Das furchtbare Erdbeben von 1906 ist bis heute das Trauma von San Francisco; es ist kein Element eines kalifornischen Selbstbewusstseins. Mike Davis hat das Umweltbewusstsein dieser Region in einem Bestseller als „Ökologie der Angst“ gekennzeichnet. Dennoch schloss der Sierra Club, die älteste und lange Zeit einflussreichste amerikanische Naturschutz-Organisation, bis etwa 1970 Anti-Atomkraft-Aktivisten aus. Der 1892 gegründete Eliteklub war bis dahin vorwiegend auf den Kampf gegen Staudämme in den pittoresken Canyons eingeschossen und ähnlich wie alpine Naturschützer lange Zeit bereit, Kernkraftwerke zu tolerieren, da sie als Argument gegen Wasserkraftwerke herhalten konnten.
Japans Umwelt-Aktivisten waren anders absorbiert
Zielkonflikte durchziehen die Umweltbewegung von Anfang an. Die Schwierigkeit, in der Vielzahl der Umweltprobleme Prioritäten zu bestimmen, versetzt bis heute die Umwelt-Szenen weltweit in latente Spannung. Japan ist das einzige außerwestliche Land, das an der „ökologischen Revolution“ des Jahres 1970 von Beginn an teilnahm; der erste Umwelt-Titel des „Spiegel“ am 5. Oktober 1970 behauptete sogar, hier seien die Japaner den Deutschen weit voraus; und noch 1985, als der Chef des Chemiekonzerns Chisso vor den Opfern der von seinem Unternehmen verursachten Minamata-Quecksilberkatastrophe niederkniete, stellte der „Spiegel“ den Deutschen die Japaner als Vorbild hin.

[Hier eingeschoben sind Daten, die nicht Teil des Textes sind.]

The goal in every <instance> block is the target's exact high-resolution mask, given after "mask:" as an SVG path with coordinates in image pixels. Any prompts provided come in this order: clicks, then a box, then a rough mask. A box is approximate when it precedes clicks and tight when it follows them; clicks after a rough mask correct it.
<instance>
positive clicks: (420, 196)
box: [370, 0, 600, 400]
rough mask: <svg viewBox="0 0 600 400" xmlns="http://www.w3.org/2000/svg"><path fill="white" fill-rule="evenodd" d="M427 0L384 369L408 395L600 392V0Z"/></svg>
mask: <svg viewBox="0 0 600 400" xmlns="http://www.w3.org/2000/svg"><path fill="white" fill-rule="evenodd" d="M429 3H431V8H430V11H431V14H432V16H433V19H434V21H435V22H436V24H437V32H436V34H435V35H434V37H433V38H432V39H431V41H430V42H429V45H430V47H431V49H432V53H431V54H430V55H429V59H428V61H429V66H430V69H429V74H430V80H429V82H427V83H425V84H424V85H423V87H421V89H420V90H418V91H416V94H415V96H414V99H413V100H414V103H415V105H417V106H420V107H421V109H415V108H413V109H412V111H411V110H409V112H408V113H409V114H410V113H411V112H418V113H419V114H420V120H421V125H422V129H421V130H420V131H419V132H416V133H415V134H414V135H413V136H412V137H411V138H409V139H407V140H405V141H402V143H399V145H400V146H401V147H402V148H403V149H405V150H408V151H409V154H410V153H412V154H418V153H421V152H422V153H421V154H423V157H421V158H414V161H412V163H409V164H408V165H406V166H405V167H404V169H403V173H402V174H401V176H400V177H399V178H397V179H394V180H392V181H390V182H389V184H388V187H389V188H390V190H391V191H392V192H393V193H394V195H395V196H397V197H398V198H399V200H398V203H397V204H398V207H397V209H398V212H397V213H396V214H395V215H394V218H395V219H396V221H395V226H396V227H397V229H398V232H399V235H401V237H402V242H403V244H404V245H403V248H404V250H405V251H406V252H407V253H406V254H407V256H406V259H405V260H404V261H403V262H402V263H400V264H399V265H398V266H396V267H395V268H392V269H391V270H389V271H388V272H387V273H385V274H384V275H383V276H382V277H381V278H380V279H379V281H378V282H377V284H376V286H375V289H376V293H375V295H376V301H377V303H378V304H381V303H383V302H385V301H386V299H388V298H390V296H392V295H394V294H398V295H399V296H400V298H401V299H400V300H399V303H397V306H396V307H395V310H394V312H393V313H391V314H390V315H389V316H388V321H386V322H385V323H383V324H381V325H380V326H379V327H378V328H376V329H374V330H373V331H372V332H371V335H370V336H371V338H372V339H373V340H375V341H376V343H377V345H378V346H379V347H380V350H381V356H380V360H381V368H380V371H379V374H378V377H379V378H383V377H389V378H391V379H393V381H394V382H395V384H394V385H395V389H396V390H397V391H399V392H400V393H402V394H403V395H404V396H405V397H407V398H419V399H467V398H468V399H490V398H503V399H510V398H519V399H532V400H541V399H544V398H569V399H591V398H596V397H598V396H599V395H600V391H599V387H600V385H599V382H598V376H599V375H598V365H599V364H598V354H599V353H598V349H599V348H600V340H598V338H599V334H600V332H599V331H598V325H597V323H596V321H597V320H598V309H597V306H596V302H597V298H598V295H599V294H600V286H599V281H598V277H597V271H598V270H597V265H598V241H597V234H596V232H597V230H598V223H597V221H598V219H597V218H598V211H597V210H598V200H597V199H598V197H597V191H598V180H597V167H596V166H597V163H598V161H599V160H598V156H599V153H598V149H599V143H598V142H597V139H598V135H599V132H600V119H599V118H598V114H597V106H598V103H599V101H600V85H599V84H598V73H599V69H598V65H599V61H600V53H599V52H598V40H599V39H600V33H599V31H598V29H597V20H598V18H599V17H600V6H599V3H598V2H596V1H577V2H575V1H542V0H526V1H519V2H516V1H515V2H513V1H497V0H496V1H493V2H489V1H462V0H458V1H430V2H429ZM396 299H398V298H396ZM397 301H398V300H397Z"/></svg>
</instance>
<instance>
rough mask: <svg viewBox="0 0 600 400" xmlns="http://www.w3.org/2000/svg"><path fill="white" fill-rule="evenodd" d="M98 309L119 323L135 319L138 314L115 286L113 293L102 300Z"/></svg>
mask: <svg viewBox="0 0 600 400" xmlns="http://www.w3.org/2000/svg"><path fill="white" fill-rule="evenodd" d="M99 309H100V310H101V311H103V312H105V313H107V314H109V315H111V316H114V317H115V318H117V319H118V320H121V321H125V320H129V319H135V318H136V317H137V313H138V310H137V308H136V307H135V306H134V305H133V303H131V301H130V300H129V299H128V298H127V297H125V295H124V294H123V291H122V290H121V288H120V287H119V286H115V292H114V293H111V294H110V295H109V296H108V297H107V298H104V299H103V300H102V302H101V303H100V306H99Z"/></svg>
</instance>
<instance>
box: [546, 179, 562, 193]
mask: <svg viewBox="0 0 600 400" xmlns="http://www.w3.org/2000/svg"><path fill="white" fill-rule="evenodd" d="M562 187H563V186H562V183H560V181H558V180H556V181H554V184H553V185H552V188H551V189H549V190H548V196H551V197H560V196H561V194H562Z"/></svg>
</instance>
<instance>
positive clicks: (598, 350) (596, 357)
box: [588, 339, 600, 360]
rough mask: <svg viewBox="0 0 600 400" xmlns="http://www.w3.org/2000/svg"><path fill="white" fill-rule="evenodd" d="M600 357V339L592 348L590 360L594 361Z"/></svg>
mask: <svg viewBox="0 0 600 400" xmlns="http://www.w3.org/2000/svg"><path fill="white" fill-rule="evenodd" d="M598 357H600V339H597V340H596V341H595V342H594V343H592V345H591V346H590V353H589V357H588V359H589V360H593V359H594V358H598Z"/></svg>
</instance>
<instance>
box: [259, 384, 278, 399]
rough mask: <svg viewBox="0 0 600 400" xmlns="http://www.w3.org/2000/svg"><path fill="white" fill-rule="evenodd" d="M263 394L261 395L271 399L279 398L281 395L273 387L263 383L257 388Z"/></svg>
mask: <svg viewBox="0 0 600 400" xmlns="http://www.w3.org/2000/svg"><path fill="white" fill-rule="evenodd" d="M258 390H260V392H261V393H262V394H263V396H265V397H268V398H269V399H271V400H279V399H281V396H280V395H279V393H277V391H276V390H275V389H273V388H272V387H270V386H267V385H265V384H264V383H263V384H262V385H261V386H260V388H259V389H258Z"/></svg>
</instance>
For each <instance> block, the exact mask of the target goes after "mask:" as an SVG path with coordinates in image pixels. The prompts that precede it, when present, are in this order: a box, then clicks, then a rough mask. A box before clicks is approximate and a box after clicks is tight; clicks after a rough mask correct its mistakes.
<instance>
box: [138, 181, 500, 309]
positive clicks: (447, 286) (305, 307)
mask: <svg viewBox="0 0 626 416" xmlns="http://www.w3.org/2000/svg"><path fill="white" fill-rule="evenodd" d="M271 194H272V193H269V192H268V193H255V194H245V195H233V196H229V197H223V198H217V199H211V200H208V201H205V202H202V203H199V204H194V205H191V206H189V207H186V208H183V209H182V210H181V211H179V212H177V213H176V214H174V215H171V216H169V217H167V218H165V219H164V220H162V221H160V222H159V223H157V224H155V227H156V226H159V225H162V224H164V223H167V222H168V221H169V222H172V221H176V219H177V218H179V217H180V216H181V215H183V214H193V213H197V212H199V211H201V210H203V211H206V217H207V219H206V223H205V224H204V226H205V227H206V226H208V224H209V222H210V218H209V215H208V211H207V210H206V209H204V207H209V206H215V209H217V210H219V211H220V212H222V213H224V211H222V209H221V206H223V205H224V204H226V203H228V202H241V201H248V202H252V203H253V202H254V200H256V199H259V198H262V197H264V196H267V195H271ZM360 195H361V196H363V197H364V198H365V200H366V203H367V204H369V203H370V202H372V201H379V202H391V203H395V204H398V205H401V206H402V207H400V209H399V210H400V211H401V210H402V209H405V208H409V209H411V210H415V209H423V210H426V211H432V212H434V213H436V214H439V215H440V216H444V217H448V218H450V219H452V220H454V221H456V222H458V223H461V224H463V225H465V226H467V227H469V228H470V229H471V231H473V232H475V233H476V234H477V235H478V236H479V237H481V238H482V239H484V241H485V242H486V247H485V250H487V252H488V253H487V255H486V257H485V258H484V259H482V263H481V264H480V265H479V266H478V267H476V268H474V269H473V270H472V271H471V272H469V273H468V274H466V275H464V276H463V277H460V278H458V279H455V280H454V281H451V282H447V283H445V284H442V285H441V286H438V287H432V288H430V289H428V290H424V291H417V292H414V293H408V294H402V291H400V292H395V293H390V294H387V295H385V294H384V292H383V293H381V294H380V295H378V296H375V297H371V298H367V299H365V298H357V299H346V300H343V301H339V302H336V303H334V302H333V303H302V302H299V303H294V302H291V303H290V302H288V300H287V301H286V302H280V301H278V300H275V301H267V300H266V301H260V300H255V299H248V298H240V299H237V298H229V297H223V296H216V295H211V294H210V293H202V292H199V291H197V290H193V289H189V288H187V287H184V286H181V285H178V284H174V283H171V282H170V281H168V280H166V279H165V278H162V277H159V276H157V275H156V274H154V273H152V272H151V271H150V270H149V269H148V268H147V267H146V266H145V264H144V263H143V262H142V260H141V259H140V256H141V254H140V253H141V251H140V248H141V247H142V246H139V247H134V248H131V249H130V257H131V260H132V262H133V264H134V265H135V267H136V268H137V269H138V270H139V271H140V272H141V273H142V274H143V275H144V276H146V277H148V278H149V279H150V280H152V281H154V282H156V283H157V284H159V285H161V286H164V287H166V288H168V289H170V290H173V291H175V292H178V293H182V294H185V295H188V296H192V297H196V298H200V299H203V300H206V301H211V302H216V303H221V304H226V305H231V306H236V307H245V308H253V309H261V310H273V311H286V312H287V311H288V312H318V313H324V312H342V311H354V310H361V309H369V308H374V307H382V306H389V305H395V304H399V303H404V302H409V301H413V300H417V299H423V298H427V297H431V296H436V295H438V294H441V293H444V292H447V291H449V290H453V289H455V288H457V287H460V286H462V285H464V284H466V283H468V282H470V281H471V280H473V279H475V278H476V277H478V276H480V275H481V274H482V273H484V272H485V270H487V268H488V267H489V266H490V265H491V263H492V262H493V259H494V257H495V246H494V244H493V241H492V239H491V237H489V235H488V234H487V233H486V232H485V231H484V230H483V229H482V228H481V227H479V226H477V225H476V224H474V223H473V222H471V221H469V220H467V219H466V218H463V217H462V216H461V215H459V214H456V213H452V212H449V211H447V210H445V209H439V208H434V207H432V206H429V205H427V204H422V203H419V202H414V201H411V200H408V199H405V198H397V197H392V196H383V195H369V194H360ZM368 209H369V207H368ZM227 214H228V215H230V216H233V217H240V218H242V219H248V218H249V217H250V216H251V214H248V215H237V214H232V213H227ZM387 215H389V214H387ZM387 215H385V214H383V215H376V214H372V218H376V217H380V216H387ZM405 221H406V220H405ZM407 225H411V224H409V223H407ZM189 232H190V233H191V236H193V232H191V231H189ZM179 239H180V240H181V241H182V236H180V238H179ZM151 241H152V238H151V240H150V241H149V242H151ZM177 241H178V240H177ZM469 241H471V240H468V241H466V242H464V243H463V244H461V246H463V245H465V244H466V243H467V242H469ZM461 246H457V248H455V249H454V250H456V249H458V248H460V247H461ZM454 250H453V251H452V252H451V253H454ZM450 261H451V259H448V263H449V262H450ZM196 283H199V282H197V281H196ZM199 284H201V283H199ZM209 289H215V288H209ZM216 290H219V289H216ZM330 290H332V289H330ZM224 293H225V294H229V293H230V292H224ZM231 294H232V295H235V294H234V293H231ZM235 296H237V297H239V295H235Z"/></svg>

Aber vielleicht ist genau das der Punkt: Der japanische Einstieg in das ökologische Zeitalter geschah ganz im Zeichen von vier großen durch hochgiftige Industrieemissionen verursachten Katastrophen, die damals weder in den Vereinigten Staaten noch in Mittel- und Westeuropa ihresgleichen hatten. Man kann sich vorstellen, dass japanische Umwelt-Aktivisten von diesen Skandalen über geraume Zeit absorbiert waren.
Wie es scheint, geraten wir hier an einen tieferen Grund des Unterschieds zwischen dem japanischen und deutschen ebenso wie amerikanischen Umweltbewusstsein. Die Umweltbewegung war von Anfang an nicht zuletzt eine Gesundheitsbewegung, die von Krankheitsängsten getrieben war. In den westlichen Ländern markiert die Zeit um 1960 eine säkulare Sattelzeit in der Geschichte dieser Ängste. Bis dahin dominierte die Angst vor Infektionskrankheiten, danach wurde die Krebsangst zur grande peur. Rachel Carson schrieb den „Stummen Frühling“ (1962), als sie an Krebs erkrankt war; für Petra Kelly wurde der Krebstod ihrer jüngeren Schwester im Kindesalter zum lebenslangen Trauma.
Plötzlich verändern sich Handlungsperspektiven
Als Präsident Nixon sich an die Spitze des neuen „environmentalism“ zu stellen suchte, rief er zugleich zum „Kampf gegen den Krebs“ auf; in diesem Kampf suchte sich die neue amerikanische Umweltbehörde (EPA) zu profilieren (mit wenig Erfolg). Von radioaktiver Strahlung drohte der Krebs, das wusste man mittlerweile; von daher hatte es seine Logik, wenn sich viele Umwelt-Aktivisten mit besonderer Erbitterung auf die Kernkraftwerke einschossen.
Wer dagegen durch japanische Städte geht, wundert sich über den Mundschutz bei vielen Passanten. Dort dominieren noch Ängste der früheren Zeit: vor Bazillen und vor giftigem Staub, während Japan traditionell eine der niedrigsten Krebsraten der Industriestaaten aufweist. Aber hüten wir uns vor apodiktischen Urteilen über „die“ Japaner. Ebenso wie uns die Natur immer wieder Überraschungen beschert, hat auch Japan die Welt wiederholt überrascht. 1971 lautete ein Buchtitel „Japans ökologisches Harakiri“ (von dem schwedischen Journalisten Bo Gunnarson), 1985 dagegen „Ein Modell für uns: Die Erfolge der japanischen Umweltpolitik“ (von dem japanisch-deutschen Experten-Duo Shigeto Tsuru und Helmut Weidner).
In der Geschichte des Umweltschutzes ist nicht nur das politische System, sondern auch der historische Augenblick von Bedeutung, in dem sich Handlungsperspektiven plötzlich verändern. Es scheint, dass wir uns gerade in einem solchen Augenblick befinden."